The main point of criticism, however, was the way in which the side effect rate was calculated. Jacobs based the incident rate on the millions of ozone applications, but not on the number of patients treated. If, as with drug side effects, the number of incidents is related to the number of patients treated, the incidence rate is between 0.1 and 0.2%. This quota would be considered to be questionable under pharmaceutical law.
In addition, publications on Jacobs’ work showed deviations from the data given in the dissertation, which are probably due to different, subjective conclusions drawn with regard to the relationship between ozone treatment and symptoms in the patient. This gives changing information on the number of incidents and deaths. The number of reported deaths directly related to ozone treatment varied between 1 and 6 patients. In contrast to the descriptions given above from Jacobs’ dissertation, Eisenmenger found the following tabular list of incidents in one publication:
- Deaths 6
- Visual disturbances 4
- Paraplegia 3
- Gas embolism in the pulmonary circuit 4
- Heart attacks 2
- Pulmonary embolism 4
- Apoplectic paralysis 2
- Cardiac arrhythmias 2
According to the previous publications, the criteria used to select 27 of the 336 incidents reported, the cause of which was assumed to be the substance “ozone per se”.
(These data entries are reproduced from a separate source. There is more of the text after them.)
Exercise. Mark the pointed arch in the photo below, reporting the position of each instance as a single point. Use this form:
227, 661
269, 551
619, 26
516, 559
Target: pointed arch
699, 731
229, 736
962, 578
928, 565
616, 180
Further reports on various side effects (transmission of hepatitis C and AIDS pathogens; gas embolism, anaphylactic reactions, neurological symptoms, syringe abscesses) were later published. [i.a. Binder 96, Daschner 89,96,97; Eisenmenger 86; Gabriel et al. 96; Lüth et al. 83; Mattig et al. 87; Mayer 91; Oepen 89.92; Pencz 78; RKI 97; Roeckl 96; Schmitt 82]
The Committee draws the conclusion from the present publications on potential risks of ozone therapy that scientifically valid studies on the safety of the process are not yet available, but these are essential in view of the potentially fatal side effects of ozone therapy.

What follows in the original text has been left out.